Salah satu bagiannya adalah menukar runabout kecil kami sepanjang 17 kaki dengan wakeboat sepanjang 24 kaki. Ini bukanlah wakeboat termahal di pasaran, tapi ini adalah cek terbesar yang pernah saya tulis hingga saat itu, sekitar $80.000 jika Anda menambahkan pajak, kepemilikan, dan lisensi.

Sekarang sudah tiga musim dan sekitar 330 jam bekerja dan saya pikir kita sekarang bisa mundur dan melihat keputusan itu. Karena ini adalah blog keuangan, kami akan fokus pada aspek keuangan. Oleh karena itu, berikut adalah 10 pelajaran finansial yang kita pelajari atau pelajari kembali dari membeli wakeboat. Tujuh yang pertama agak negatif, tiga yang terakhir lebih positif.

Kepemilikan Wakeboat:10 Pelajaran Penting yang Dipetik

Pelajaran yang Dipetik dari Wakeboat

#1 Jangan Beli Perahu!

Mari kita mulai dengan yang sudah jelas. Dua hari terbaik dalam hidup seorang pemilik perahu adalah hari dia membeli perahunya dan hari dia menjualnya. Perahu adalah sebuah lubang di air tempat Anda membuang uang. BOAT adalah singkatan Membawa Seribu Lagi. Ini semua benar. Kami memiliki perahu selama 5 tahun sebelum membeli yang ini. Kami sangat menyadari masalah keuangan berperahu. Kami tahu segalanya akan menjadi lebih buruk dengan melakukan peningkatan. Namun meski begitu, saya terkejut dengan betapa mahalnya harga ini. Benda ini GUZZLES gas (sekitar 2 mil per galon saat pemberat tidak penuh untuk berselancar). Suku cadangnya sangat mahal.
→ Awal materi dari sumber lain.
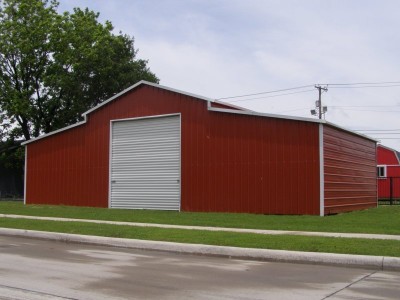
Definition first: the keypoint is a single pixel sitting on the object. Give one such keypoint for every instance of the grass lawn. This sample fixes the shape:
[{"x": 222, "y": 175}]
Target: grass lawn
[
  {"x": 384, "y": 219},
  {"x": 282, "y": 242}
]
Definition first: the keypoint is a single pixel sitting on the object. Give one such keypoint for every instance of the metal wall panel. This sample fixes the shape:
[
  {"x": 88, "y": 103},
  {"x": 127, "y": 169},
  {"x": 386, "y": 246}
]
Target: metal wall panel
[
  {"x": 145, "y": 163},
  {"x": 349, "y": 171},
  {"x": 229, "y": 162}
]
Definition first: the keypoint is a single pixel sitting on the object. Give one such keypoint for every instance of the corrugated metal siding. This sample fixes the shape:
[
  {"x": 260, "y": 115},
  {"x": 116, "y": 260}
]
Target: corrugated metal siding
[
  {"x": 230, "y": 162},
  {"x": 349, "y": 171},
  {"x": 145, "y": 163}
]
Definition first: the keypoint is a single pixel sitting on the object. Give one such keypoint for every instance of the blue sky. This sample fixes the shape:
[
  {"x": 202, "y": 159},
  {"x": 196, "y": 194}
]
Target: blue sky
[{"x": 222, "y": 48}]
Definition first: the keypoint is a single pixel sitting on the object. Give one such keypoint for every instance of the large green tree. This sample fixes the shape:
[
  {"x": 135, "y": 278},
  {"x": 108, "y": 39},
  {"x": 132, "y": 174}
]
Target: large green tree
[{"x": 55, "y": 66}]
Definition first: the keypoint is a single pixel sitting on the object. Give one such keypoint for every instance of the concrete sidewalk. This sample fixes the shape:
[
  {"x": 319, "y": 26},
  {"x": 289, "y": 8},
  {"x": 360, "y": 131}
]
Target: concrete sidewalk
[
  {"x": 341, "y": 260},
  {"x": 239, "y": 230}
]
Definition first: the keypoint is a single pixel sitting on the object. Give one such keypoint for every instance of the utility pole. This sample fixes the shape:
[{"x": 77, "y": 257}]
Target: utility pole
[{"x": 321, "y": 109}]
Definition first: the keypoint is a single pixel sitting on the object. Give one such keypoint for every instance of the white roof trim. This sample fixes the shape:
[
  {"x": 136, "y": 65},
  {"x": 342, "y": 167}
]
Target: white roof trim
[
  {"x": 391, "y": 149},
  {"x": 253, "y": 113},
  {"x": 287, "y": 118},
  {"x": 353, "y": 132},
  {"x": 151, "y": 84}
]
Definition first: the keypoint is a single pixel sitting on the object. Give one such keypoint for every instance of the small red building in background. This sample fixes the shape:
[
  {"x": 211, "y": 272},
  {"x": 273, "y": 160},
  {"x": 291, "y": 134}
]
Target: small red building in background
[{"x": 388, "y": 173}]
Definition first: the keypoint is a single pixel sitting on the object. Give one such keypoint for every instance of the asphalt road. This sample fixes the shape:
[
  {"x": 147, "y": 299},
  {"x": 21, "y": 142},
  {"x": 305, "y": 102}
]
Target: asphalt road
[{"x": 33, "y": 269}]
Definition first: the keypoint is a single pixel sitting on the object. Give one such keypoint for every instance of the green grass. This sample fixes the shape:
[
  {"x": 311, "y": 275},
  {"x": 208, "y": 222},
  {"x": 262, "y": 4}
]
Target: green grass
[
  {"x": 283, "y": 242},
  {"x": 383, "y": 220}
]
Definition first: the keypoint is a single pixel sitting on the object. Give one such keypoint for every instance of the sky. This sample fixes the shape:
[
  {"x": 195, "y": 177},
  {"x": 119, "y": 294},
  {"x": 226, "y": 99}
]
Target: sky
[{"x": 229, "y": 48}]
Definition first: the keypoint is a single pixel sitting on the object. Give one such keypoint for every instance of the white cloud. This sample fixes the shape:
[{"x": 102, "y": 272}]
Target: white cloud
[{"x": 224, "y": 48}]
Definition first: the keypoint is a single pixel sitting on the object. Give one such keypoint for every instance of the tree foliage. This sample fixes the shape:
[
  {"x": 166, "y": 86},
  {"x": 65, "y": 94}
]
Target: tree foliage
[{"x": 53, "y": 66}]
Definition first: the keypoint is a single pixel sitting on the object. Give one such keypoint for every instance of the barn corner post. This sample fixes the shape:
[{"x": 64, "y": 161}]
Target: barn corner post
[
  {"x": 321, "y": 171},
  {"x": 25, "y": 171}
]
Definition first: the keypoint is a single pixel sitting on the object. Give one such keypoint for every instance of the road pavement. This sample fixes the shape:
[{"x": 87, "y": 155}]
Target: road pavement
[{"x": 33, "y": 269}]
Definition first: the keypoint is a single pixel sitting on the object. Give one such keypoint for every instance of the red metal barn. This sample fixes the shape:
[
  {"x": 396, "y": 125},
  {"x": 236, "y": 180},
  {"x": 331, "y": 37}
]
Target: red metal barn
[
  {"x": 153, "y": 147},
  {"x": 388, "y": 173}
]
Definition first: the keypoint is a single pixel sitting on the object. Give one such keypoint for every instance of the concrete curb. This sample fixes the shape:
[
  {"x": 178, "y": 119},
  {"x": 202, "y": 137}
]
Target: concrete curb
[
  {"x": 207, "y": 228},
  {"x": 341, "y": 260}
]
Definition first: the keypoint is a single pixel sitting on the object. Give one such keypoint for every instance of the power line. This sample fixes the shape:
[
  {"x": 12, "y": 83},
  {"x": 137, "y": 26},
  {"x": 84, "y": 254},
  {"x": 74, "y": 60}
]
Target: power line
[
  {"x": 269, "y": 92},
  {"x": 363, "y": 83},
  {"x": 361, "y": 87},
  {"x": 382, "y": 84},
  {"x": 306, "y": 91},
  {"x": 376, "y": 129}
]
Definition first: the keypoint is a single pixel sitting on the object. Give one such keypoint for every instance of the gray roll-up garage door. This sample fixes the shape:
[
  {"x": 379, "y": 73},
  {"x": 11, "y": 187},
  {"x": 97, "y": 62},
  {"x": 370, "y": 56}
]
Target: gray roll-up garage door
[{"x": 145, "y": 163}]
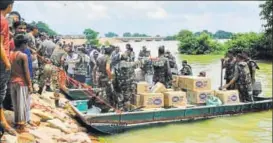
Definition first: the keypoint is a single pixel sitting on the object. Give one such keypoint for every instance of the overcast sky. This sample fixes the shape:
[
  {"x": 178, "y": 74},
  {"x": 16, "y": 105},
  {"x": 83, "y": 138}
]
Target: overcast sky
[{"x": 149, "y": 17}]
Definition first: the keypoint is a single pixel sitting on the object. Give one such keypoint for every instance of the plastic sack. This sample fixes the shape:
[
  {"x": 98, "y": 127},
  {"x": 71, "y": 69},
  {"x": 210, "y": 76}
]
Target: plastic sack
[{"x": 213, "y": 101}]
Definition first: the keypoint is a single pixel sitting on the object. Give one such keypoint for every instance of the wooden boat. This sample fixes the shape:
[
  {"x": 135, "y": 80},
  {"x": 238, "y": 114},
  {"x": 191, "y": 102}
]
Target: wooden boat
[{"x": 111, "y": 123}]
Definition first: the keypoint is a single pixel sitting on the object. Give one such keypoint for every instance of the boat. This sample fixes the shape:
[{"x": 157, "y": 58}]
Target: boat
[{"x": 113, "y": 123}]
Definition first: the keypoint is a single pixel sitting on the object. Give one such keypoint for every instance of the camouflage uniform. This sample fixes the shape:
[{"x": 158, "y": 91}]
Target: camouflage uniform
[
  {"x": 125, "y": 80},
  {"x": 229, "y": 65},
  {"x": 148, "y": 69},
  {"x": 186, "y": 70},
  {"x": 243, "y": 81},
  {"x": 162, "y": 71},
  {"x": 103, "y": 83}
]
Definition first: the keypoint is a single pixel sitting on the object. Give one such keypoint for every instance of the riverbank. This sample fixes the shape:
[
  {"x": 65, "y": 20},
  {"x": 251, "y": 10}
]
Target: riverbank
[{"x": 54, "y": 125}]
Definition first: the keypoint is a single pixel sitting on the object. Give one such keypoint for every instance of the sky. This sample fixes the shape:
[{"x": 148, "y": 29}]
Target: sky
[{"x": 149, "y": 17}]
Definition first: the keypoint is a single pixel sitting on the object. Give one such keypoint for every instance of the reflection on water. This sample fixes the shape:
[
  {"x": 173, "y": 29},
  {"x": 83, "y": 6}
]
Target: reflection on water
[{"x": 249, "y": 128}]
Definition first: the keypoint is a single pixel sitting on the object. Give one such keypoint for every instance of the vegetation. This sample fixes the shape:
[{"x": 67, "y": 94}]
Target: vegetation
[
  {"x": 91, "y": 36},
  {"x": 111, "y": 35},
  {"x": 128, "y": 34},
  {"x": 43, "y": 27}
]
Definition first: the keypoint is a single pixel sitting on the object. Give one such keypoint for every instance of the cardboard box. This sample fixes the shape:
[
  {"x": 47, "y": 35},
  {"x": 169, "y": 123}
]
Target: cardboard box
[
  {"x": 169, "y": 89},
  {"x": 175, "y": 98},
  {"x": 195, "y": 83},
  {"x": 228, "y": 96},
  {"x": 137, "y": 100},
  {"x": 142, "y": 87},
  {"x": 152, "y": 100},
  {"x": 198, "y": 97},
  {"x": 181, "y": 82},
  {"x": 158, "y": 88}
]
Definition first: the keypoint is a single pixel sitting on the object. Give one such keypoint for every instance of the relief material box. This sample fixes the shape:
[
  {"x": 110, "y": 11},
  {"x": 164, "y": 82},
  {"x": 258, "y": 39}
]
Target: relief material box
[
  {"x": 158, "y": 88},
  {"x": 228, "y": 96},
  {"x": 152, "y": 100},
  {"x": 175, "y": 98},
  {"x": 195, "y": 83},
  {"x": 142, "y": 87},
  {"x": 198, "y": 97}
]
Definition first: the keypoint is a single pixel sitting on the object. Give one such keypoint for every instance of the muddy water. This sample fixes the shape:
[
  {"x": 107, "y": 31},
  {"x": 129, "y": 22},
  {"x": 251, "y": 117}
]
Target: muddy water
[{"x": 249, "y": 128}]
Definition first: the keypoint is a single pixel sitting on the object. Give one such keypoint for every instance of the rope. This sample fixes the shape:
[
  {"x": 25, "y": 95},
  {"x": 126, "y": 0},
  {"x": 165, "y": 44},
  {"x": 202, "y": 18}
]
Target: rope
[{"x": 63, "y": 77}]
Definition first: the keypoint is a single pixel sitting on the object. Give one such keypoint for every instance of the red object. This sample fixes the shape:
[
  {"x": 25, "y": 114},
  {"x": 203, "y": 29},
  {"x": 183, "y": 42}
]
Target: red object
[
  {"x": 11, "y": 45},
  {"x": 4, "y": 28}
]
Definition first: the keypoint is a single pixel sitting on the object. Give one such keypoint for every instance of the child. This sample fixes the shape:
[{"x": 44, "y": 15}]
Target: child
[{"x": 21, "y": 84}]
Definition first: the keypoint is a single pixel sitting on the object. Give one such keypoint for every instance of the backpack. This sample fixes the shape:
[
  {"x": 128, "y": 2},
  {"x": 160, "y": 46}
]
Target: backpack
[{"x": 244, "y": 73}]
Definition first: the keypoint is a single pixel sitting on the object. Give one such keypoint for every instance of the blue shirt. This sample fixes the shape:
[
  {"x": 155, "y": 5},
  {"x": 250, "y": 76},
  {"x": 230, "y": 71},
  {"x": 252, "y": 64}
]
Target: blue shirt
[{"x": 29, "y": 59}]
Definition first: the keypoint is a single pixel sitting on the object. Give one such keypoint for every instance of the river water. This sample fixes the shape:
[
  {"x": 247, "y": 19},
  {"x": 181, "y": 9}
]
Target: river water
[{"x": 248, "y": 128}]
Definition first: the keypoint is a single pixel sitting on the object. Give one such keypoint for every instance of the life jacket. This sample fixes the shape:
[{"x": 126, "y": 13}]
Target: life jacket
[
  {"x": 159, "y": 67},
  {"x": 244, "y": 77}
]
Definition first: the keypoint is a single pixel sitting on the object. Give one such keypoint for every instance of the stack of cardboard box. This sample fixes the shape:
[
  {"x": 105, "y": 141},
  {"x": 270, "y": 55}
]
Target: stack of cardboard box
[{"x": 159, "y": 96}]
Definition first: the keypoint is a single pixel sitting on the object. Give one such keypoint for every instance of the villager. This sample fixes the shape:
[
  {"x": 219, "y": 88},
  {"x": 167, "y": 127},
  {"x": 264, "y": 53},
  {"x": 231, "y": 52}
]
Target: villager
[
  {"x": 21, "y": 84},
  {"x": 5, "y": 66},
  {"x": 186, "y": 69}
]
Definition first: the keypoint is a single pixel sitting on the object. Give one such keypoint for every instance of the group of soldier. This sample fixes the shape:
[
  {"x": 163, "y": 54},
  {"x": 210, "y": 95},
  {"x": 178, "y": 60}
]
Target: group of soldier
[{"x": 240, "y": 74}]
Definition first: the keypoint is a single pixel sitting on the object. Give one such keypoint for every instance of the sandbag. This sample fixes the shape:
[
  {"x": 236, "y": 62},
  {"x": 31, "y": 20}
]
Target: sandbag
[
  {"x": 139, "y": 75},
  {"x": 42, "y": 114},
  {"x": 56, "y": 123},
  {"x": 213, "y": 101}
]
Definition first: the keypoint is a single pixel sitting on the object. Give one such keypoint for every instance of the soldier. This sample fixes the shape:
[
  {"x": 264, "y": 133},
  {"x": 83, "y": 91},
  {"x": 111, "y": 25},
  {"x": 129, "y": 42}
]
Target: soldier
[
  {"x": 162, "y": 70},
  {"x": 148, "y": 69},
  {"x": 186, "y": 69},
  {"x": 144, "y": 53},
  {"x": 115, "y": 58},
  {"x": 253, "y": 66},
  {"x": 130, "y": 53},
  {"x": 82, "y": 65},
  {"x": 172, "y": 62},
  {"x": 125, "y": 80},
  {"x": 229, "y": 65},
  {"x": 103, "y": 78},
  {"x": 242, "y": 79}
]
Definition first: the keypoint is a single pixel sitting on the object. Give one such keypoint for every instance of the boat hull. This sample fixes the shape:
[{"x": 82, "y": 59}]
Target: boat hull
[{"x": 111, "y": 123}]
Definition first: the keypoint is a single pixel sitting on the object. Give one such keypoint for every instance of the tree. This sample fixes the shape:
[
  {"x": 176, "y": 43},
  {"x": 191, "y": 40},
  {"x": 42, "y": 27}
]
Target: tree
[
  {"x": 127, "y": 34},
  {"x": 91, "y": 36},
  {"x": 111, "y": 35},
  {"x": 220, "y": 34},
  {"x": 43, "y": 27}
]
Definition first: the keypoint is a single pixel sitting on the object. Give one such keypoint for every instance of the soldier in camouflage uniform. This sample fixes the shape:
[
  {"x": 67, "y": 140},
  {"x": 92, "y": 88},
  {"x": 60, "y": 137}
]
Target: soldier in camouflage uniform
[
  {"x": 148, "y": 69},
  {"x": 82, "y": 65},
  {"x": 125, "y": 80},
  {"x": 229, "y": 65},
  {"x": 186, "y": 69},
  {"x": 103, "y": 79},
  {"x": 172, "y": 62},
  {"x": 144, "y": 53},
  {"x": 162, "y": 70},
  {"x": 242, "y": 79}
]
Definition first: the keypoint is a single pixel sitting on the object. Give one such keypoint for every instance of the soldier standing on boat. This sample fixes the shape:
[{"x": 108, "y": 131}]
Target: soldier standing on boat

Harga sebuah baling-baling adalah $600. Sepotong plastik kecil mungkin berharga $130. Perbaikan karpet, pelapis, dan lapisan gel sangat mahal. Jangan menipu diri sendiri. Jika Anda membeli perahu, Anda akan kehabisan uang. Tentu saja kita punya. Yang membawa kita ke pelajaran #2:

#2 Berperahu Adalah Olahraga Orang Kaya

Jika Anda bukan orang kaya, Anda tidak punya bisnis berperahu. Saya membuat kesalahan di forum berperahu ketika saya terkejut melihat banyaknya orang yang bersedia membiayai pembelian kapal. Mereka menyulutku seperti aku gila. Jajak pendapat selanjutnya menunjukkan bahwa sekitar setengah dari peserta forum membiayai perahu mereka (termasuk banyak kapal yang jauh lebih murah dibandingkan milik saya). Saya tidak dapat membayangkan setelah membayar bahan bakar, pemeliharaan, aksesori, perbaikan, penyimpanan, dan lisensi untuk kemudian pergi dan melakukan pembayaran kapal tua yang besar. Akan sangat buruk jika Anda menulis cek pada bulan Januari untuk sebuah kapal yang tidak Anda lihat selama tiga bulan dan mengetahui bahwa Anda tidak akan memasukkannya ke dalam air selama lima bulan lagi. Seperti banyak hal lain dalam hidup, berperahu sepenuhnya opsional. Hal ini tidak sesuai dengan kesuksesan finansial pada pendapatan kelas menengah. Itu termasuk dalam kategori yang sama dengan heli-ski, memiliki kuda, memiliki rumah kedua, dan menerbangkan pesawat. Jika Anda tidak mampu melakukan semua itu, jangan membeli perahu. Faktanya, naik heli-ski jauh lebih murah daripada naik perahu.

#3 Bayar Tunai untuk Kemewahan

Seperti disebutkan di atas, pembayaran perahu ditambah semua biaya berperahu lainnya adalah hal yang gila. Namun yang lebih penting, menabung untuk kemewahan adalah kebiasaan finansial yang baik untuk dilakukan. Jika Anda benar-benar menabung untuk membeli sesuatu SEBELUM membelinya, kemungkinan besar Anda akan memahami dengan pasti berapa biaya sebenarnya (dalam bentuk uang, waktu, dan energi kehidupan). Faktanya, akan ada banyak kemewahan yang membuat Anda memutuskan untuk tidak membelinya sama sekali karena Anda menabung untuk mendapatkannya.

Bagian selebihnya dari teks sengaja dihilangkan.